Aruba "magic" VLAN and DHCP
We are running a fairly complicated wireless environment to support the honestly silly amount of phones we see at the office every day. My predecessors had invested quite a bit in Aruba Access Points connected to Aruba Central, and I have had no reason to change vendor.
For our use (extremely high density environment, often 150+ devices per AP) the AP-555 models have been extremely useful, as we can get 2 separate 5Ghz radios serving clients, effectively doubling the capacity of each AP.
When setting up a new site last year I decided to cut some corners and instead of setting up proper VLANs in and office/guest/production networks, I just set up one office VLAN, had all the APs sit in that VLAN and the office SSID was also connected to the same.
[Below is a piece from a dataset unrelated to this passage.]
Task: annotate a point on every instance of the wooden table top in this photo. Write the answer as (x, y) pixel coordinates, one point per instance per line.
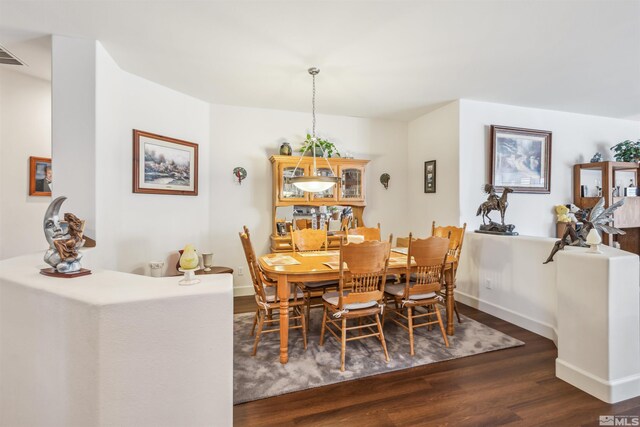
(315, 262)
For the production network I used the “Instant AP assigned” and “Internal VLAN” options when setting up the SSID. I did not bother with the guest network at all as the site started off with just a handful of people, they could as well sit on the office network (we are completely in the cloud with our internal services, access to our office network does not giv eyou access to any DCs or other important services). This felt pretty safe as the devices on these networks just need the external internet connection, no services from our internal network.
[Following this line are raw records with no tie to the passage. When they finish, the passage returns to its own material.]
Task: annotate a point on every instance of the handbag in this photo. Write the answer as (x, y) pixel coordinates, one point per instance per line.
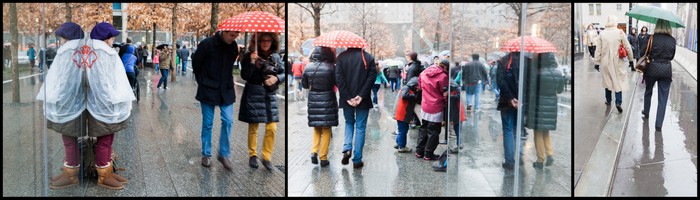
(644, 61)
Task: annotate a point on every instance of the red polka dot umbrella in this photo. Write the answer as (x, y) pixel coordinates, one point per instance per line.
(532, 44)
(340, 39)
(255, 21)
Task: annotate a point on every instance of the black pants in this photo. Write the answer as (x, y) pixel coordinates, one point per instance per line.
(591, 49)
(429, 137)
(663, 90)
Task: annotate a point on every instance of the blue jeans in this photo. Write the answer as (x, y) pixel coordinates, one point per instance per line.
(394, 84)
(477, 92)
(618, 97)
(509, 122)
(355, 118)
(401, 137)
(226, 124)
(163, 78)
(375, 90)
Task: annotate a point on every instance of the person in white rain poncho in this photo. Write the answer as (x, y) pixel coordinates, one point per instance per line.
(87, 84)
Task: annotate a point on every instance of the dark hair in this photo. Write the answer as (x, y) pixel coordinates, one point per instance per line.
(275, 42)
(413, 55)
This option is actually pretty handy for many situations: it creates a new VLAN (always 3333) between the APs, tunnels traffic between the APs and one AP (the conductor) acts as the DHCP server for all the devices. This means that you can build a walled off VLAN without needing to build a single trunk or VLAN on the switch/fw side.
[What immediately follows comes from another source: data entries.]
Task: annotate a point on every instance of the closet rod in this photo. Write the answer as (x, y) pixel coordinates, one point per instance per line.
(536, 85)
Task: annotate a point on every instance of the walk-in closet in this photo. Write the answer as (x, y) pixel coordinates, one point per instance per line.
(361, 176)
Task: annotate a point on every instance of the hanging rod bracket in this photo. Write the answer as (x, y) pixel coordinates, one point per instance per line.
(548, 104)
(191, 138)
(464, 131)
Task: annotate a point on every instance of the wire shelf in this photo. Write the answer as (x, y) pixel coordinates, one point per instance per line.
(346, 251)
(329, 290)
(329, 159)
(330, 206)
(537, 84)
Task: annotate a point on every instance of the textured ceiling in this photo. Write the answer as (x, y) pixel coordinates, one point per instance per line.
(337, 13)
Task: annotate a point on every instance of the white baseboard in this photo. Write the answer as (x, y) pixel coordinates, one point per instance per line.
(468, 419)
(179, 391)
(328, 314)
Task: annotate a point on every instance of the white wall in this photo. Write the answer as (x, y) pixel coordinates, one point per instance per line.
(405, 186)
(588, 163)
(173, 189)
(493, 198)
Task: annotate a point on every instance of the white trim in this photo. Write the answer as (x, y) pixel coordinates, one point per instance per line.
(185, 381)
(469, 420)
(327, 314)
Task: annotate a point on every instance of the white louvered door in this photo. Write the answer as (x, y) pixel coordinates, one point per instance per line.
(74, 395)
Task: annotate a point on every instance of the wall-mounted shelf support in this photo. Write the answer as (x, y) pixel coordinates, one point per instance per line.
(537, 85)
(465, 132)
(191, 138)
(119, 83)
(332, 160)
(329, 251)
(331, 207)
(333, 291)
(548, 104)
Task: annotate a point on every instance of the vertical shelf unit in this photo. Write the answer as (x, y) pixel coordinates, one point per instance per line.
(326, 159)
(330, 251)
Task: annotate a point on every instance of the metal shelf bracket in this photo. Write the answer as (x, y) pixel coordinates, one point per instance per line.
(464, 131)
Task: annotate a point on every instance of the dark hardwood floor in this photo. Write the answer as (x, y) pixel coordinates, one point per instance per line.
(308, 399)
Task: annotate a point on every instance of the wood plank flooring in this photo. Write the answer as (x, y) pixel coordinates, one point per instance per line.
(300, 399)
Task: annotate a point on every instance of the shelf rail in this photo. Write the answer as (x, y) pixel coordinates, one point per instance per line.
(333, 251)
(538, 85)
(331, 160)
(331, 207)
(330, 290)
Things actually worked pretty darn well for a year. But as we grew from 10 people to 300, we had to move peoples personal devices from the office network to a guest network. So we create a guest network, point that to use the same VLAN setup as the production network, and everything works. I made sure that we will not run out of leases by using a sille /21 subnet for the production and guest network (2048 addresses).
Early this year we hit another problem: the number of DHCP timeouts was growing very quickly, especially with the evening shift. I checked the AP handing out the addresses and since there were only ~1000 addresses leased out: (run the following command over ssh CLI, copypaste the resulting into a code editor, see number of last row)
accesspoint-04# sh dhcp-allocation
---------------------/etc/dnsmasq.conf--------------------
listen-address=127.0.0.1
addn-hosts=/etc/ld_eth_hosts
addn-hosts=/etc/ld_ppp_hosts
dhcp-src=172.16.8.1
dhcp-leasefile=/tmp/dnsmasq.leases
dhcp-authoritative
aruba-raw-socket-mode
#magic-vlan
{
vlan-id=3333
dhcp-range=192.168.8.3,192.168.15.254,255.255.248.0,30m
dhcp-option=1,255.255.252.0
dhcp-option=3,172.168.8.1
dhcp-option=6,1.1.1.1
}
---------------------/tmp/dnsmasq.leases------------------
1642440491 62:ec:95:8c:26:1f 192.168.9.249 3333 * xx:xx:xx:xx:xx:01
1642440491 7e:77:96:a7:a1:69 192.168.10.17 3333 * xx:xx:xx:xx:xx:02
1642440481 e6:61:e6:ac:91:75 192.168.10.128 3333 * xx:xx:xx:xx:xx:03
1642440437 fe:57:c9:98:db:a6 192.168.11.226 3333 * xx:xx:xx:xx:xx:04
1642440439 e2:87:6c:46:63:aa 192.168.10.29 3333 * xx:xx:xx:xx:xx:05
1642440429 12:03:7c:0c:82:9e 192.168.10.20 3333 * xx:xx:xx:xx:xx:06After spending several weeks looking into possible ethernet level issues, AP level issues etc, I finally found the culprit:
Jan 17 17:05:21 dnsmasq-dhcp[28779]: DHCPREQUEST(br0) 192.168.11.158 xx:xx:xx:xx:xx:xx
Jan 17 17:05:21 dnsmasq-dhcp[28779]: DHCPNAK(br0) 192.168.11.158 xx:xx:xx:xx:xx:xx no leases left
Jan 17 17:05:21 dnsmasq-dhcp[28779]: Vlan id: 3333Hmm. We cannot be running out of leases since the subnet has 2048 addresses but that is what the error says. And sure enough, a quick google search brought me to the following comment:
Dnsmasq has a global limit on the number of leases in use at any time,
and it's that limit you're hitting, not running out of addresses.
The default is 1000 leases, you can increase it by putting
dhcp-lease-max=2000
,or whatever, in the config file.So we were hitting the limits of the dnsmasq service Aruba is using to create the “magic” VLAN. Turns out the only real fix to our situation is building proper VLANs and handing off DHCP duties to a proper server (or firewall, as is more likely).